Abstract

Background: Pain is a relevant clinical symptom to ask for medical management. Since pain is a subjective sensation, its intensity is difficult to precisely assess. Objectives: The present study aimed to determine whether heart rate variability (HRV) can be a potential parameter to evaluate the pain-relieving effect of low-frequency transcutaneous electrical nerve stimulation (TENS). Methods: Athletes with lower limb musculoskeletal injuries were voluntarily included in the study. Pressure pain thresholds (PPT) was measured immediately after the intervention, and 24 hours after the treatment. Heart rate variability was also determined from electrocardiography (ECG) monitoring throughout the intervention. Results: The HRV of 25 participants revealed that 30 minutes of low-frequency electrical stimulation immediately increased PPT (before = 2.67 ± 0.79; after = 2.92 ± 0.90, P = 0.011).

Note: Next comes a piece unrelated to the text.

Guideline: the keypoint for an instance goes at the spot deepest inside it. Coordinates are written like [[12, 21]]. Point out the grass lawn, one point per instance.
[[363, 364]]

Thirteen participants had more than a 10% increase in PPT after the intervention; nevertheless, three participants had a decrease in PPT. The PPT was returned to the baseline 24 hours after the intervention. Electrocardiography demonstrated that only the frequency domain of low frequency-high frequency (LF/HF) ratio was significantly increased after the intervention (before = 1.454 ± 0.739; after = 1.922 ± 1.378; P = 0.035) but not time-domain HRV. Time-domain HRV significantly decreased during the intervention before returning to the baseline. The correlation between the change in PPT is mostly correlated with LF/HF. Conclusions: Heart rate variability revealed the potential change in sympathovagal balance toward the sympathetic domain during low-frequency TENS intervention. The frequency-domain LF/HF ratio was the most sensitive parameter to be affected by pain.